Простила. Но не забыла.
«Бог с тобой, Саша. Ну что стоишь, что плачешь, дурак? Сходи лучше за хлебом. Будем жить-поживать, добра наживать. Дай боже, если добра». Не умела Зина забывать, слишком гордая была. Он ссыпался по ступенькам, метнулся в булочную, прыгал через лужи, как мальчишка, даже думать не мог. А в арке двое, из ниоткуда: «Князев? Александр Васильевич?» – «Да».
И всё.
Больше не видел он жену.
Никогда.
Александр Васильевич оттолкнулся задом от перил, качнулся, сделал три знакомых шага, не глядя, не примериваясь, постучал в дверь костяшками, старинным, забытым стуком: «Та-тататта-та-та». Не позвонил, а постучал. И ещё раз: «Та-тататта-та-та».
За дверью послышалось какое-то движение, вроде шаги. Он прислушался и понял, что ему показалось. Это кровь в ушах. Наверно. Нет, точно. Сердце дрожало, прислушивалось тоже, сжало какую-то толику крови и не отпускало. Он сжал губы, больше было терпеть невозможно. То ли постучать ещё, то ли, так и быть, развернуться и уйти.
Тихо.
Он развернулся спиной к двери.
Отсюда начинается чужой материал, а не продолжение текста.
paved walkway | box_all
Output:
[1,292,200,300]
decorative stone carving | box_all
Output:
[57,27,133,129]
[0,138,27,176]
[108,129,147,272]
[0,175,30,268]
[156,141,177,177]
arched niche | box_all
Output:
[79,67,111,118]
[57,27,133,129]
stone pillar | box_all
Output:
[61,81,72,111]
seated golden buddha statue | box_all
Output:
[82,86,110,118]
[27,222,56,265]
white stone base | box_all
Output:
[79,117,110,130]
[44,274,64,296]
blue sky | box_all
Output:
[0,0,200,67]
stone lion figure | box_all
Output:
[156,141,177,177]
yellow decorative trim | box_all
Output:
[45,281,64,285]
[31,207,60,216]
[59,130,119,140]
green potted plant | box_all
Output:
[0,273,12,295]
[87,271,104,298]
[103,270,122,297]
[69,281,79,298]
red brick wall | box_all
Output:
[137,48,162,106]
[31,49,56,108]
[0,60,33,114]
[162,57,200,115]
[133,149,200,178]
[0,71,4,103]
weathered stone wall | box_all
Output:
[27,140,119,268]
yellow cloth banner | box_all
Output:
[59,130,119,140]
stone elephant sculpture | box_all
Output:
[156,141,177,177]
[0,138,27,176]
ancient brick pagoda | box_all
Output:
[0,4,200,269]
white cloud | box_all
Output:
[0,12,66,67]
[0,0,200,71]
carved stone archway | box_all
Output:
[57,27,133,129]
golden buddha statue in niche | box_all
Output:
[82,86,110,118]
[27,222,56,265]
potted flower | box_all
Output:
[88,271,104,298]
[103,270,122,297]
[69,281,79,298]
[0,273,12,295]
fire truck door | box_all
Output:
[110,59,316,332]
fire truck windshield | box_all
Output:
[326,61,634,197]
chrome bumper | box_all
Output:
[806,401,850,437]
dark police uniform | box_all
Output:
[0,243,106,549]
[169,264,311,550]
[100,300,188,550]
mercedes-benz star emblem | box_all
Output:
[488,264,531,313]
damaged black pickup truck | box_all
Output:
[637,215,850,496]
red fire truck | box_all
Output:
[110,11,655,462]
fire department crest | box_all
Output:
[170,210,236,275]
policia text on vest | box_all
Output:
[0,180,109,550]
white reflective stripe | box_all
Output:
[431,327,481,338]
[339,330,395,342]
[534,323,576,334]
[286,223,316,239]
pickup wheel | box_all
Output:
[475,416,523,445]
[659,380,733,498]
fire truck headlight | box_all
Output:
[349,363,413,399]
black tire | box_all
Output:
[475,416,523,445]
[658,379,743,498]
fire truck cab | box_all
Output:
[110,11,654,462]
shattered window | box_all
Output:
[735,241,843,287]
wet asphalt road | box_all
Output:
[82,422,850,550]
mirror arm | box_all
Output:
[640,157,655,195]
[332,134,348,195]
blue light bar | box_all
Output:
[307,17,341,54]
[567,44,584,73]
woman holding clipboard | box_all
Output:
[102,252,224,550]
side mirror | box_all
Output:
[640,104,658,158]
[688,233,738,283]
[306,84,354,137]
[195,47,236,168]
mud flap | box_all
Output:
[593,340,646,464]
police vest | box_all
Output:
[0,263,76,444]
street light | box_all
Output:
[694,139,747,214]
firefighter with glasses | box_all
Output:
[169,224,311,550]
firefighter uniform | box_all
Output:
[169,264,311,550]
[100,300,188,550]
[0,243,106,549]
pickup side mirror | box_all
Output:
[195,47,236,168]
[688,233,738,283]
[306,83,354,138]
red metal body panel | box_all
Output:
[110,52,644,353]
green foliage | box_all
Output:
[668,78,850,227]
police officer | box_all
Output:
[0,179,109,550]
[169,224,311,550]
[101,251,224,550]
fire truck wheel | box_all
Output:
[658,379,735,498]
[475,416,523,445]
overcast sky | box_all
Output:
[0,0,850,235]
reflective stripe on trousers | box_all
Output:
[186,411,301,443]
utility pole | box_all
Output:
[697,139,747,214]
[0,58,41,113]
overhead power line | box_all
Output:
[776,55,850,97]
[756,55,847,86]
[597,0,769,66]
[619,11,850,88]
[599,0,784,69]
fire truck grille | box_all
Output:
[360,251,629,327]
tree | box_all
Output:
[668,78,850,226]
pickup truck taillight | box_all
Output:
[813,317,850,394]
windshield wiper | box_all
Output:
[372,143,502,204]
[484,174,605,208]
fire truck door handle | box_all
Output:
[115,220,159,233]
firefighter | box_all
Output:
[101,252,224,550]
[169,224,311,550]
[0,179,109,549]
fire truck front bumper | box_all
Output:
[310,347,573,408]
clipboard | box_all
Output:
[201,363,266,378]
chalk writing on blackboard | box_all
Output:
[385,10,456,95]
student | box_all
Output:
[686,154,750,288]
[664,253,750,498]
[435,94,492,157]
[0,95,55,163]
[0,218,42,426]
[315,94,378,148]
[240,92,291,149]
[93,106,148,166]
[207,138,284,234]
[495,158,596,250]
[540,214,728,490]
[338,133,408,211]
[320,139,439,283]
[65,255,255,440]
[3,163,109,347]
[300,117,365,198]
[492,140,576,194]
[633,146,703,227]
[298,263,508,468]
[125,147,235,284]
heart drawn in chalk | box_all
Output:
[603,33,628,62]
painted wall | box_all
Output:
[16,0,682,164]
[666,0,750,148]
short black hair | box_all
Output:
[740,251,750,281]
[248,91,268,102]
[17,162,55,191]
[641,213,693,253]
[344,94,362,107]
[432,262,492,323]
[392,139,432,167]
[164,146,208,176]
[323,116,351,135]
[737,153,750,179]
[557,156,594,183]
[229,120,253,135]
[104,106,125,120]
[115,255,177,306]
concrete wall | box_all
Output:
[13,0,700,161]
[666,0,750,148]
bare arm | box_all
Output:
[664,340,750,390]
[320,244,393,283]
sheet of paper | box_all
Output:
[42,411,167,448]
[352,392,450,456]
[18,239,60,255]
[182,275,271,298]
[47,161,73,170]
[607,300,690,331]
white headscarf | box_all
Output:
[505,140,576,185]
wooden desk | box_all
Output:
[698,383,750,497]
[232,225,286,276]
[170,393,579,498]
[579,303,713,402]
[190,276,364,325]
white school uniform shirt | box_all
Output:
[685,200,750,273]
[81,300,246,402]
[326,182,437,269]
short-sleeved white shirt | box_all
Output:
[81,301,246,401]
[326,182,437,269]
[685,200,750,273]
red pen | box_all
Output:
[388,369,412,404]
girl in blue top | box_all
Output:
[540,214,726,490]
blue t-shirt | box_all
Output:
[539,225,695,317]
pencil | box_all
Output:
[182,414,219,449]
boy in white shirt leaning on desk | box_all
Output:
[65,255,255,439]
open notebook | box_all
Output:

Сунул руки в карманы плаща, нахохлился, лицо сжалось в непроницаемую маску. Надо идти. Пора.
И только тело чуть переместилось, только шаркнула нога, как сзади дохнуло тёплым воздухом, кофейным духом, дверь беззвучно приоткрылась, потом открылась широко, будто сквозняком. Он, не оборачиваясь, ждал. Будто боялся выстрел в спину получить.
– Заходи, Саша.
Беды и несчастья переполнили комнату 333 мужского общежития Ленинградской техноложки начиная с 13 марта 1966 года. Эти напасти и несчастья имели матрёшечные свойства – у каждого обитателя «трёх троек» была своя беда плюс ещё одна большая на всех.
Кирилл Давыдов, Давид, сидел на своей койке, пощипывал струны гитары и всей небритостью своей хмурился в дальний угол, где, уткнувшись лицом в подушку, тяжело дышал Сашка Васильков. В центре комнаты поскрипывал кульманом Алёшка Филиппов, тоже весьма безрадостного вида.
…С того проклятого понедельника, когда Томка Войкова рассказала ему об аборте, он успел проклясть себя вдоль и поперек. И что можно было сказать-то? Томка стояла на прокопчённой площадке пожарной лестницы, новая, чужая, слишком спокойная, похудевшая, просветлённая и какая-то… Он так и не понял – какая. Но было от чего поёжиться. Вот, слово нужное – холодная была. Нет, не в смысле «тридцать шесть и шесть». Нет. Просто будто в ней машина Стирлинга была встроена, тепло высасывала. Курила Тамара уже привычно, хотя только-только выучилась. И рассказывала, слова тихие говорила, а он стоял с опущенной головой, механически стряхивал пепел с погасшей сигареты и слушал свою казнь.